Fine-tuned models infer personality traits like extraversion from ChatGPT chat histories at rates above random guessing.

A machine-rendered reading of the paper's core claim, the machinery that carries it, and where it could break.

The paper collects 62,090 real chat logs from 668 users and trains RoBERTa-base classifiers to predict Big Five personality traits from those interactions. In several cases the models exceed random baselines on ternary classification, with the largest gain shown for extraversion on logs involving relationships and personal reflection. A reader would care because everyday conversations with AI agents may leak stable personal attributes without any explicit query, creating avenues for influence or misuse of derived information.

Core claim

We collected actual ChatGPT logs from N=668 participants containing 62,090 individual chats and fine-tuned RoBERTa-base text classification models to infer personality traits from CA interactions. The findings show that these models achieve trait inference with accuracy (ternary classification) better than random in multiple cases. For example, for extraversion, accuracy improves by +44% relative to the baseline on interactions for relationships and personal reflection.

What carries the argument

RoBERTa-base text classification models fine-tuned on conversational chat logs to predict personality traits via ternary classification.

If this is right

  • Interactions about relationships and personal reflection carry higher risk for inferring extraversion than other use cases.
  • Privacy risks vary systematically by conversation type rather than being uniform across all chats.
  • Derived personality information can be obtained without users stating their traits directly.
  • The same logs that support normal use also enable trait inference at measurable rates above chance.

Where Pith is reading between the lines

These are editorial extensions of the paper, not claims the author makes directly.

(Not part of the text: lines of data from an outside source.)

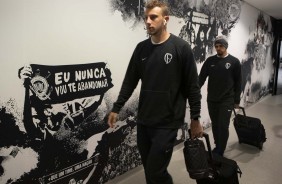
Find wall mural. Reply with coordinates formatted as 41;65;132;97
241;13;273;106
111;0;241;63
0;0;273;184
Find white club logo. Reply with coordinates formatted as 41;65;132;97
225;63;231;69
164;53;172;64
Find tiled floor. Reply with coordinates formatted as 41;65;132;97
107;95;282;184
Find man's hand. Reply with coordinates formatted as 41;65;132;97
108;112;118;128
190;119;203;139
234;104;240;109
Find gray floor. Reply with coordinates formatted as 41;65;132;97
107;95;282;184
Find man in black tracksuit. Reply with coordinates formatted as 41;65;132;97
108;0;203;184
199;35;241;155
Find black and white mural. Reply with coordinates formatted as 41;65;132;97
241;12;273;106
111;0;241;63
0;0;273;184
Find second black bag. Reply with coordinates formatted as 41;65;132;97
183;130;212;179
233;107;266;149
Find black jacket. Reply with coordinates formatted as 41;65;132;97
199;54;242;104
112;34;201;128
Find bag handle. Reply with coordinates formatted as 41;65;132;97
233;107;246;116
188;129;213;160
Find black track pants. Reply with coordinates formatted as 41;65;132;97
208;102;234;155
137;124;178;184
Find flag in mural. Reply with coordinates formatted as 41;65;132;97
0;62;141;184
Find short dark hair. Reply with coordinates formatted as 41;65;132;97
145;0;169;16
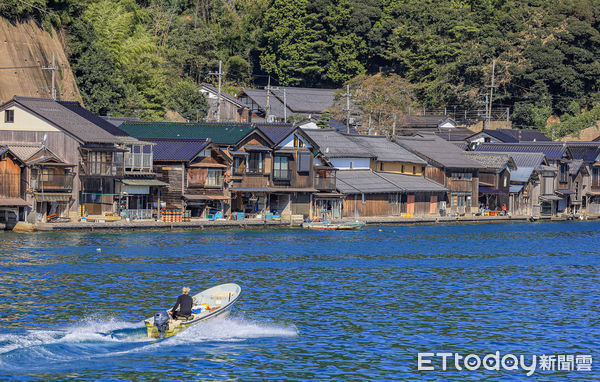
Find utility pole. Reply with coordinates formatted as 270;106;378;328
208;60;223;122
342;85;351;134
42;53;58;101
283;88;287;123
487;60;496;129
265;76;271;122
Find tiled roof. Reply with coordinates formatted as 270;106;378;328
14;96;119;143
346;135;427;164
336;170;447;194
567;142;600;163
398;115;455;129
201;82;244;106
57;101;128;136
120;122;255;145
238;87;337;118
256;122;295;145
569;159;583;175
394;135;482;168
464;151;516;170
144;138;210;162
302;129;373;158
475;142;567;160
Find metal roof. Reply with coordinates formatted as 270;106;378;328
57;101;129;137
14;96;119;143
302;129;374;158
463;151;517;170
346;135;427;164
475;142;567;160
256;123;295;145
144;138;210;162
120;122;256;145
336;170;447;194
394;135;483;168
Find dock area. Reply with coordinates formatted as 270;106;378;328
8;212;599;232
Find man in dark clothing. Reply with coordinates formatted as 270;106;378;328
169;287;194;320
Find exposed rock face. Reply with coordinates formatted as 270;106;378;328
0;17;81;102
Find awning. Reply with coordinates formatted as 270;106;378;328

  • Users may want to treat all exchanges with conversational agents as potentially revealing rather than private.
  • Similar inference pipelines could be tested on other attributes such as emotional state or decision biases.
  • Service providers could add on-device filtering or noise injection to reduce unintended trait leakage.
  • Policy discussions around AI privacy should include derived personal data obtained from interaction patterns.

Load-bearing premise

The collected chat logs contain sufficient and unbiased signals of personality traits, and the participants' self-reported personality labels are accurate and stable enough to serve as ground truth.

What would settle it

A replication that pairs the same chat logs with personality labels obtained independently (for example through observer ratings rather than self-report) and finds that model accuracy drops to random levels.

Figures

Figures reproduced from arXiv: 2604.19785 by Derya C\"ogendez, No\'e Zufferey, Verena Zimmermann.

Figure 1
Figure 1. Figure 1: Number of times participants shared specific personal information with ChatGPT (N=668). [PITH_FULL_IMAGE:figures/full_fig_p007_1.png] view at source ↗
Figure 2
Figure 2. Figure 2: Number of times participants interacted with ChatGPT for specific use cases (N=668). [PITH_FULL_IMAGE:figures/full_fig_p008_2.png] view at source ↗
read the original abstract

Sensitive information, such as knowledge about an individual's personality, can be can be misused to influence behavior (e.g., via personalized messaging). To assess to what extent an individual's personality can be inferred from user interactions with LLM-based conversational agents (CAs), we analyze and quantify related privacy risks of using CAs. We collected actual ChatGPT logs from N=668 participants, containing 62,090 individual chats, and report statistics about the different types of shared data and use cases. We fine-tuned RoBERTa-base text classification models to infer personality traits from CA interactions. The findings show that these models achieve trait inference with accuracy (ternary classification) better than random in multiple cases. For example, for extraversion, accuracy improves by +44% relative to the baseline on interactions for relationships and personal reflection. This research highlights how interactions with CAs pose privacy risks and provides fine-grained insights into the level of risk associated with different types of interactions.

Editorial analysis

A structured set of objections, weighed in public.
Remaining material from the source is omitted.